A História de um Urso do Mar
Olá! O meu nome é um pouco difícil de pronunciar—Ursus maritimus. Em 1774, Constantine John Phipps descreveu a espécie e atribuiu-lhe o nome científico Ursus maritimus, que significa 'urso do mar' em latim. Eu sou um urso polar, e a minha história começa numa toca acolhedora, escavada nas profundezas da neve. Nasci com os meus irmãos no final do outono, pequenino, cego e sem dentes. Durante os primeiros meses, o meu mundo era apenas o calor da minha mãe e o sabor do seu leite rico. Quando a primavera chegou, finalmente saímos para um mundo brilhante de gelo branco e céu azul. Nos dois anos seguintes, a minha mãe foi a minha professora. Ela ensinou-me a manter-me quente, a ler os padrões no gelo e, o mais importante, a caçar.
Podes perguntar-te como consigo viver num dos lugares mais frios da Terra. Bem, eu sou perfeitamente projetado para isso! Por baixo do meu pelo, a minha pele é preta como azeviche para absorver todo o calor do sol. Tenho duas camadas de pelo: uma camada inferior espessa e lanosa e pelos de proteção longos e oleosos por cima, que são ocos e repelentes à água. A minha melhor característica, no entanto, é a minha espessa camada de gordura, que pode ter mais de dez centímetros de espessura! É como usar o casaco de inverno mais quente o tempo todo. As minhas patas são gigantescas, funcionando como raquetes de neve para distribuir o meu peso e não me afundar na neve. Elas também são parcialmente palmadas e têm almofadas ásperas, o que fornece tração no gelo e na neve.
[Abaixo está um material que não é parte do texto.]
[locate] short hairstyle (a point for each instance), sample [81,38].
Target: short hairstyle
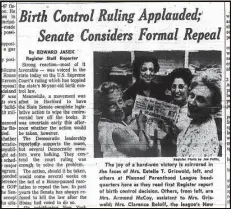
[101,94]
[212,80]
[139,61]
[183,73]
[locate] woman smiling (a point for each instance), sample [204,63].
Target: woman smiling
[200,138]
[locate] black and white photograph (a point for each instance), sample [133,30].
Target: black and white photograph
[157,104]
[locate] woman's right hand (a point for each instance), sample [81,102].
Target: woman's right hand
[141,120]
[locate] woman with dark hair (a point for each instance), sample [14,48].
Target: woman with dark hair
[179,81]
[200,138]
[115,137]
[144,70]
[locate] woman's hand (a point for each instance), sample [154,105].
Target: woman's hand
[141,120]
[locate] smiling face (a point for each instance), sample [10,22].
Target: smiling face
[199,102]
[147,72]
[179,91]
[115,106]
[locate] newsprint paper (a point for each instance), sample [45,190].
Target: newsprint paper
[117,104]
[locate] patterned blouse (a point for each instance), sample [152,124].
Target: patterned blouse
[198,140]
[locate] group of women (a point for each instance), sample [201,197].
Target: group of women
[193,135]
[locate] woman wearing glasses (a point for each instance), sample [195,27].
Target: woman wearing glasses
[115,137]
[179,81]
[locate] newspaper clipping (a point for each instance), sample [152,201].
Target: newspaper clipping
[117,104]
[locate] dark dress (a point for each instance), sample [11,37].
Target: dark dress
[157,91]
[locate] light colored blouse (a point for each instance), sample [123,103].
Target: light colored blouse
[106,128]
[183,120]
[198,140]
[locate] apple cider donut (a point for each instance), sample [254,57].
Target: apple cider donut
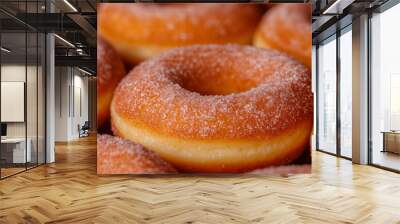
[287,28]
[217,108]
[140,31]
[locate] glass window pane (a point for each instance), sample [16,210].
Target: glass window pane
[327,96]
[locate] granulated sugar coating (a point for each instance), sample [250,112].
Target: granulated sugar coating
[118,156]
[216,92]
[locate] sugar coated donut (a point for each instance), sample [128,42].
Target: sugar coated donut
[118,156]
[287,27]
[140,31]
[217,108]
[110,71]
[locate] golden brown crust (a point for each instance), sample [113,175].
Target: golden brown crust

Embora eu viva no Ártico, a minha vida está ligada ao oceano. É por isso que sou considerado um mamífero marinho, tal como uma foca ou uma baleia. O gelo marinho é o meu lar, o meu campo de caça e o meu berçário. A minha comida favorita são as focas, especialmente as focas-aneladas e as focas-barbudas, que estão cheias de gordura que me dá energia. O meu olfato é incrível—os ursos polares possuem um olfato altamente desenvolvido, permitindo-lhes detectar presas a grandes distâncias, embora a extensão exata não seja claramente definida. Sou um caçador muito paciente. Consigo esperar durante horas ao lado do buraco de respiração de uma foca no gelo, perfeitamente imóvel, até que uma suba para respirar. Como predador de topo aqui, desempenho um papel importante em manter a cadeia alimentar do Ártico equilibrada.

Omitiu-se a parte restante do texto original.